What we have here, folks, is the following:

  • An LLM engine that can run any number of LLMs,
  • These LLM models are essentially on par with the capabilities offered by commercial LLMs (like OpenAI),
  • You can extend the models with a RAG (more on that in a second) or you could train your own,
  • You can embed and access the LLMs natively from your Python code relying on no external services, and
  • You can do it all via Docker if you want – easily handing your system to anyone.

Sounds sort of like the computational deal of the century – because it is. Except for the fact you need to learn to program in Python – but I am learning to deal with that [8].

What’s RAG?

What can be done with a local LLM? A lot! We at Canisius created a RAG pipeline for the Russian and Ukraine conflict[6]. A RAG pipeline takes a large corpus of documents and extends an existing LLM with these documents. It does not train on the documents; rather, it simply retrieves relevant information from them to provide context for generating responses. Our project was updated just last week to include a pipeline using Ollama and Docker – all run locally for free. Previously the project used only OpenAI and its fee based service over the Internet. You may find the project here on GitHub with an MIT license [6].

The project has two phases. In the first phase, it scrapes the Internet for references to documents summarized in an event timeline for the Russian and Ukraine conflict. It uses Python code to create three versions of embeddings for the document corpus: one with OpenAI, one with MiniLM, and one with MPNet. The embeddings are stored as collections in a ChromaDB instance running in Docker locally.

The second phase employs a chat bot backed by Ollama. Figure 2 below shows the data flow when a question is asked. The three embedding stores are consulted locally to find semantically relevant content. The OpenAI embedding results are sent over the Internet to OpenAI (costing me a fraction of a cent to get answered). The MiniLM and MPNet embedding results are sent to a local instance of Ollama running the Mistral LLM (costing me nothing). The user then has three answers to review for a single question. Those interested may refer to this project for examples of how to get up and running with RAG, Ollama, and Docker containers.

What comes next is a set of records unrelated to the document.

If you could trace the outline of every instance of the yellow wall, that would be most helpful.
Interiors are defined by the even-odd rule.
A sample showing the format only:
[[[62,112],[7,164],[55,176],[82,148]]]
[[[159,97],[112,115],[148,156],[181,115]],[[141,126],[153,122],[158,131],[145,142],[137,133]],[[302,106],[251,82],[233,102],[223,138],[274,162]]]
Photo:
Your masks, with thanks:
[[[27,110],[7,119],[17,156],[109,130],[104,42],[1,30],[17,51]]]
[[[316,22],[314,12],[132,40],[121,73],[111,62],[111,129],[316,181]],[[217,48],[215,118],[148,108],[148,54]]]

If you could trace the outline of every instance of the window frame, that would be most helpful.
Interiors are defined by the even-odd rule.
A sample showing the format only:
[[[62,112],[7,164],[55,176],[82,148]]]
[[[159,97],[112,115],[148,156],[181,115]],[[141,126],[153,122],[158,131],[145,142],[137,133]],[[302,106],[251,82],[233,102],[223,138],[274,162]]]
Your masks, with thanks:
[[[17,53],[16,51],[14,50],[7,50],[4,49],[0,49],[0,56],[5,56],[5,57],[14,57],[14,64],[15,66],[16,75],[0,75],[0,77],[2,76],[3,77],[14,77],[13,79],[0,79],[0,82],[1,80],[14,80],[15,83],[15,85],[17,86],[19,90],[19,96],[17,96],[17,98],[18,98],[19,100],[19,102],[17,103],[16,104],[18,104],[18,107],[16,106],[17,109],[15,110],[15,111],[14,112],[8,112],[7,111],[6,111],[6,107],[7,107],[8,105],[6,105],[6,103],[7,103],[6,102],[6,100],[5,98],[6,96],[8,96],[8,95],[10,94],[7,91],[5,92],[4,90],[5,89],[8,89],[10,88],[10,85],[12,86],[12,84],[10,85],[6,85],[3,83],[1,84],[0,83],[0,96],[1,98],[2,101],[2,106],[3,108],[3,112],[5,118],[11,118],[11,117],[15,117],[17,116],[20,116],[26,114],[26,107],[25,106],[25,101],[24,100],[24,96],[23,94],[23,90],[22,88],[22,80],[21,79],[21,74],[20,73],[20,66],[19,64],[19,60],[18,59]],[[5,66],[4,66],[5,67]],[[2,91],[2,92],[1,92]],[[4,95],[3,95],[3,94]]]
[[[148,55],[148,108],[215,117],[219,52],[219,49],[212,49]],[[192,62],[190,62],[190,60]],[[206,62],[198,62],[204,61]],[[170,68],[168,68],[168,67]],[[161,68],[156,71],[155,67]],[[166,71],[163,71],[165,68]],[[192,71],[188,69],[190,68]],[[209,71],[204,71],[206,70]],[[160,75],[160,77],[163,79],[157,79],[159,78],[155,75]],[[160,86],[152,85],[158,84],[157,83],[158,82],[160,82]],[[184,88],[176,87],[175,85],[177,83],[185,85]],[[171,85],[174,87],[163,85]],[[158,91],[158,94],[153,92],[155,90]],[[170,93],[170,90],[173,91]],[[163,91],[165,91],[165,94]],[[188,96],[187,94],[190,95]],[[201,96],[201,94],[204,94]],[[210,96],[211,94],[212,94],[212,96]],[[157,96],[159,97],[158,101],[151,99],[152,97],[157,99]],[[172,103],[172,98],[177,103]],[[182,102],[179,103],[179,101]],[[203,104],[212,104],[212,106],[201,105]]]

Figure 2: Data Flow from Question to Reply

Conclusion

This is just one example of how to use a RAG pipeline. I could easily have Dockerized my complete solution, hosted it on DockerHub, and shared it with the world. They would be free to download my chat agent, converse with it, all done locally. Pretty amazing considering the technology came on the scene just in November of 2022. Thank you to all the developers who have implemented open source projects like Ollama and Mistral to help with the whole democratization of AI.

But what about that local Ollama and Mistral instance? There is a lot to be said for its potential. We are fast reaching a point where operating systems will embed LLMs in their distributions to act as pseudo-intelligence if you will. They are simply too attractive a solution to automate and streamline how computers behave and respond in n number of both anticipated and unanticipated situations.  We are already seeing this with Apple [7]. The other operating systems will not be far behind.

So, get ready, when your operating system embraces and embeds an LLM the way we use computers will change forever – both good and bad. Expect more blog posts and research projects on that last point in the future (they are already in the works!)  

Footnotes:

[1] https://www.theverge.com/2024/5/8/24152424/microsoft-top-secret-ai-server-gpt-4-azure

[2] https://ollama.com/blog/run-llama2-uncensored-locally

[3] https://github.com/ollama/ollama

[4] https://github.com/ollama/ollama-python

[5] https://hub.docker.com/r/ollama/ollama

[6] https://github.com/Canisius-Open-Source-Initiative/RussianUkraineConflictKnowledgeStore

[7] https://www.tomshardware.com/tech-industry/artificial-intelligence/apple-intelligence-siri-gets-an-llm-brain-transplant-chatgpt-integration-and-genmojis

[8] Really – **kwargs are Python’s answer to overloaded functions? No wonder Python documentation is confusing at (all) times. It’s a shame that computer science student’s first introduction to programming is typically Python.